Его слова прозвучали в полнейшей тишине. Был слышен только стук повозки на улице.
— Где, — наконец сказал Кефа, — во всем этом богохульстве и бреде обещанный подарок?
— Ты что, сам не видишь? — спросил Симон. — Мы с тобой шли разными дорогами, разными и противоположными, но мы оба совершили одну и ту же ошибку. Каждый из нас верил, что он прав, а другой нет. Правда в том, что никто из нас не прав, пока мы считаем, что совершенно правы. Ничего не бывает по одному.
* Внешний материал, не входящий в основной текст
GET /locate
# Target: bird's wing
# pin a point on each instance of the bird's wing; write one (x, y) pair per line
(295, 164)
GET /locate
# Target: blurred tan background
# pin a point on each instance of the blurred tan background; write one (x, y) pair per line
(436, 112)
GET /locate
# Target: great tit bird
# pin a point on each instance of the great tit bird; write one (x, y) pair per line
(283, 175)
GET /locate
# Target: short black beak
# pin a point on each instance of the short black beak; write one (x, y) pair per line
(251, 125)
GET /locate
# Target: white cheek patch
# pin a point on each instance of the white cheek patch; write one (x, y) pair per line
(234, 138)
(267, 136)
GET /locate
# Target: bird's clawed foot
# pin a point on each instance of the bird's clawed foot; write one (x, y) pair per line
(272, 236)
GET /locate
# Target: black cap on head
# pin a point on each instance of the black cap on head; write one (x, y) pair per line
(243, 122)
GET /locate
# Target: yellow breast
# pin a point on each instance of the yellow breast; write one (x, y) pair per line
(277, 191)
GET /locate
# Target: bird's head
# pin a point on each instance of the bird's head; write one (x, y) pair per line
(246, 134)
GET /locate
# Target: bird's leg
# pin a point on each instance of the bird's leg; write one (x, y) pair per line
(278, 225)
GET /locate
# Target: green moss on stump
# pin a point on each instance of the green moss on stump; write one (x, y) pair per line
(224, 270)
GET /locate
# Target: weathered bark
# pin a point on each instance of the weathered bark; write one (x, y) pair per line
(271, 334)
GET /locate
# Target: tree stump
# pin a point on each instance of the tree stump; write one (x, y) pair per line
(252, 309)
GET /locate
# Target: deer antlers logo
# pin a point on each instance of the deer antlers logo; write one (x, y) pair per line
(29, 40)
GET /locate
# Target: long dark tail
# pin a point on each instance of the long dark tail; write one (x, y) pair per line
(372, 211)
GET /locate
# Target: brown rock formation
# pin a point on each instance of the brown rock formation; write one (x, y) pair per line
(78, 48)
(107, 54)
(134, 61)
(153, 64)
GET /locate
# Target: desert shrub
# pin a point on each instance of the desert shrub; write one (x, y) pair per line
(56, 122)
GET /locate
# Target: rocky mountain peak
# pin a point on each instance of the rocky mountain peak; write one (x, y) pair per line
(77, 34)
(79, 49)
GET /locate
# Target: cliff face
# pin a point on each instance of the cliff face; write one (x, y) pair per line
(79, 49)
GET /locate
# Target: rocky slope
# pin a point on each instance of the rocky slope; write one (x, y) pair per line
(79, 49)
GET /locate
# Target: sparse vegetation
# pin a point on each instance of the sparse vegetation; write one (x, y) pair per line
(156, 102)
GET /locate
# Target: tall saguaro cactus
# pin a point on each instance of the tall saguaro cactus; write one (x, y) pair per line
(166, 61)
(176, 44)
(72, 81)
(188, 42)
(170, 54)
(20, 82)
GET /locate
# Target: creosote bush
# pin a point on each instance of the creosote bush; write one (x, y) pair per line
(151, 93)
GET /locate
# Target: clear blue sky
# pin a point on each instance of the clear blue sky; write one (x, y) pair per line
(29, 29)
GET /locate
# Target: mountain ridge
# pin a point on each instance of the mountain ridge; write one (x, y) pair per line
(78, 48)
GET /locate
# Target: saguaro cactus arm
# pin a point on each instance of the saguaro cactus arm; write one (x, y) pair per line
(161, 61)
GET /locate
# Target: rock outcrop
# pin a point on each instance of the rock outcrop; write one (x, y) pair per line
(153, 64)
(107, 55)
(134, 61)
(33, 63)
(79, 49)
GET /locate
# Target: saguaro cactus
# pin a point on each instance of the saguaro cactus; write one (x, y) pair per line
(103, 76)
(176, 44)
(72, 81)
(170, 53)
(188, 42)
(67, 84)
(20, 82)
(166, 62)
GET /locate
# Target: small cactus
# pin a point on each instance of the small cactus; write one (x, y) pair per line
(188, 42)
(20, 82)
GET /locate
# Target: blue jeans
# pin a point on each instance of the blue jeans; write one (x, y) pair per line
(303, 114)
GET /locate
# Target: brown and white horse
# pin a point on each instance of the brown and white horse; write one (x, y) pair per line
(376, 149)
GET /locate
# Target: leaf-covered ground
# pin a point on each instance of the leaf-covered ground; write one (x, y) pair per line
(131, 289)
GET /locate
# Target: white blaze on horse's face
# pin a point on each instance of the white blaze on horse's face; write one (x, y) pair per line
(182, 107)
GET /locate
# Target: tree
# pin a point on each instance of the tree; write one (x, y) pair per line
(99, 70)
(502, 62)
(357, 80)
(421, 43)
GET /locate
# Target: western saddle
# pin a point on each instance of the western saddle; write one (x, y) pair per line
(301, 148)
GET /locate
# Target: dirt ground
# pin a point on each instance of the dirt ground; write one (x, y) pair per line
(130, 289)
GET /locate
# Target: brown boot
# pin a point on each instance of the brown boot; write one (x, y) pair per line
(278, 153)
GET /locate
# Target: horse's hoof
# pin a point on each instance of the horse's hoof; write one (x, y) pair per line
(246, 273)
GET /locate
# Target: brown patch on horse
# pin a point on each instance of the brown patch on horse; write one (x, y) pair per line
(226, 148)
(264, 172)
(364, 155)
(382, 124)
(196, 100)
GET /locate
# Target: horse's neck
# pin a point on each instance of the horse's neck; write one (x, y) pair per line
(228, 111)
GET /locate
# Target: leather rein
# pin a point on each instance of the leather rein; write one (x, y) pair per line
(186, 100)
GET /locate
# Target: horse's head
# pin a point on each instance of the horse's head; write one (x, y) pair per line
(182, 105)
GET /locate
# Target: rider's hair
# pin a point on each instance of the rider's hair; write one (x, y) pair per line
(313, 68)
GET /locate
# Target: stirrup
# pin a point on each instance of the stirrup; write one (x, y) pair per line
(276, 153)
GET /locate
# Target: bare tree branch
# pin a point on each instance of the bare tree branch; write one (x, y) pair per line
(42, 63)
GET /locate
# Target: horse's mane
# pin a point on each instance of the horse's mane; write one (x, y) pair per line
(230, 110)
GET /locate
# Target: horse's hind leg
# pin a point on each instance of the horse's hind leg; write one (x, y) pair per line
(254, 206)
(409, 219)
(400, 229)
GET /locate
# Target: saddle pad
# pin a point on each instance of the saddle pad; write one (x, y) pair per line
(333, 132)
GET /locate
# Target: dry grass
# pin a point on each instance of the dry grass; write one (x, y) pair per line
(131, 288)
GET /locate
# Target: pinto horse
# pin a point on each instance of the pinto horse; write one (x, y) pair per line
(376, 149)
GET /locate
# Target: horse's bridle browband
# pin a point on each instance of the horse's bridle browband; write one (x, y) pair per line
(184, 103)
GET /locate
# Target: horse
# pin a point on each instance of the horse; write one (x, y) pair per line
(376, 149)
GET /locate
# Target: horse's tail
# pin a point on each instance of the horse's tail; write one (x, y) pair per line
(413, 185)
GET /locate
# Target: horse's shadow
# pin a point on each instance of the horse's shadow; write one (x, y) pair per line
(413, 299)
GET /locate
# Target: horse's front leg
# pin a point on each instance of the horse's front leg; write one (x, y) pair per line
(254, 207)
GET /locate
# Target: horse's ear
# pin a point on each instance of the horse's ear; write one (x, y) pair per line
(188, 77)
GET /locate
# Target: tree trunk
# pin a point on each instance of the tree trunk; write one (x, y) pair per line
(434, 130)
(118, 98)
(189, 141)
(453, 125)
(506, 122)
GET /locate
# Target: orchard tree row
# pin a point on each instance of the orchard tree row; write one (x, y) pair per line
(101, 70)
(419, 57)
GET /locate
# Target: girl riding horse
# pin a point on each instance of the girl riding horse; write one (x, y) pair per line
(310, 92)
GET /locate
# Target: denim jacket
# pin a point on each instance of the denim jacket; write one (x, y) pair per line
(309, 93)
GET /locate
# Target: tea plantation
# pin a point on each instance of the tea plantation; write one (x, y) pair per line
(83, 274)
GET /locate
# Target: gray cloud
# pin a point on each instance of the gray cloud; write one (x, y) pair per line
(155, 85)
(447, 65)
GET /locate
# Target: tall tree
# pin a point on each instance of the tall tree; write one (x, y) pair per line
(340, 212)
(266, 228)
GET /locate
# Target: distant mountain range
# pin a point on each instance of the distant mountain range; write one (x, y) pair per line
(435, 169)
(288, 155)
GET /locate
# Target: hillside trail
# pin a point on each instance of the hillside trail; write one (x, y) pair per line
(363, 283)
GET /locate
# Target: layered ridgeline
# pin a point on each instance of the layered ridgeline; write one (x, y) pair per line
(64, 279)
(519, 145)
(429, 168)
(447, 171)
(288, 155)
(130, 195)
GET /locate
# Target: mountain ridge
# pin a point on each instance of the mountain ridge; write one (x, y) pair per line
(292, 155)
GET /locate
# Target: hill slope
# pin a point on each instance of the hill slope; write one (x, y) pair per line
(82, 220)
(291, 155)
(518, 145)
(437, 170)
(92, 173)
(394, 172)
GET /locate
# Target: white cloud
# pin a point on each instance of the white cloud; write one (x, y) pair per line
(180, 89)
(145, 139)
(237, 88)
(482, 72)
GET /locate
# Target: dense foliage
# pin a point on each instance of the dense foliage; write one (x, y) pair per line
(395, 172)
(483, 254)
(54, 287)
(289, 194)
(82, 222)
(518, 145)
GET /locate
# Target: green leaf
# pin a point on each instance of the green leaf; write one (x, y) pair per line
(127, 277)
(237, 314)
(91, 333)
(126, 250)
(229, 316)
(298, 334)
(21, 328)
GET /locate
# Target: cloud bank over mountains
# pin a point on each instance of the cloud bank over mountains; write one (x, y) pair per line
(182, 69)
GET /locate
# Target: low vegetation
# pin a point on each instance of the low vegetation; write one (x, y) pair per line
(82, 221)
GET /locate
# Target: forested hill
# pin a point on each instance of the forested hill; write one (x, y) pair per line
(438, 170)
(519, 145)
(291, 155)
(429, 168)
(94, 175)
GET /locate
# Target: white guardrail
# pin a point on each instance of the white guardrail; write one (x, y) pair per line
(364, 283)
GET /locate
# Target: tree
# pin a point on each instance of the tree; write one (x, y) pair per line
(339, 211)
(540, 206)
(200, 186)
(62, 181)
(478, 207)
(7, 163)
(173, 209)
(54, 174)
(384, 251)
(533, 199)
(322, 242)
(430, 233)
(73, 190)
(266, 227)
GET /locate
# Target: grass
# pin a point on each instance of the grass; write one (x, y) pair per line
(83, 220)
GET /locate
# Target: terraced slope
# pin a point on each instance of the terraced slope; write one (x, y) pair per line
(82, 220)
Не существует утверждения, в котором бы не содержалось его отрицания. Отрицание всего лишь его собственное отражение.
Кефа закрыл глаза. Казалось, он отчаянно борется с какой-то мыслью.
— Мне кажется, — медленно сказал он, — ты только что сказал, что если утверждение правильно, оно также неправильно.
Симон невесело засмеялся:
— Ты понимаешь меня лучше, чем я думал.
— Что?
— Когда правда произносится вслух, она становится неправдой, — сказал Симон. — Поэтому есть вещи, говорить о которых не следует.
Кефа покрылся смертельной бледностью. Симон удивленно посмотрел на него. Но Кефа ничего не сказал, и он продолжил:
— В чем ошибочен твой путь, и мой тоже? Мы настаивали на единственности. Каждая единичная вещь будет стремиться найти свою тень, свою вторую половину.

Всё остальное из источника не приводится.